While I have finished my goal of explaining where the insanity came from, I do want to spend a few moments on what a possible solution is. We did not get this way because of one single event, and it will not be a single event (short of the second coming) that fixes it. The first step is to take Hegel out of God's throne and put God back in it. We can do this best by remembering that Jesus is the truth (John 14:6). As long as we remember Jesus is truth, we will not accept truth as also being untruth. This is the line that separates useful Hegelism from that which causes the insanity we see everywhere today.

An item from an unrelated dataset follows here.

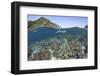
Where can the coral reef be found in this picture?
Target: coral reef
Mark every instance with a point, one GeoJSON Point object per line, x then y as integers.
{"type": "Point", "coordinates": [58, 48]}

Once we know where this line is, the next thing to do is to challenge untruth when it is spoken. I already gave three such examples ("it is what it is," "agree to disagree," and "you have your truth and I have my truth"). Not all Hegelistic ideas have their contradictions so neatly presented, so some effort may be involved. We can best do this by searching for common ground between Christian ideals and what is being presented. If common ground can be found, then things are okay. To allow women play in sports can easily find common ground with the Christian idea of human dignity. It would therefore be Unchristian to prevent women's leagues in sports (whether or not the sport can earn enough money to survive is an economic matter, not a moral one). On the other hand, if no common ground can be found despite all honest efforts to see the others point of view, then we should stand up for the truth. In the case of most sports at competitive levels, the physical advantages men have over women mean that the human dignity of women is being rejected when men play against them.
I can't overstate the importance of self examination on this matter (Matthew 7:5: "remove the plank from your own eye"), but if such an examination is done in an honest manner, then this same scripture tells us that one has a moral obligation to stop the insanity.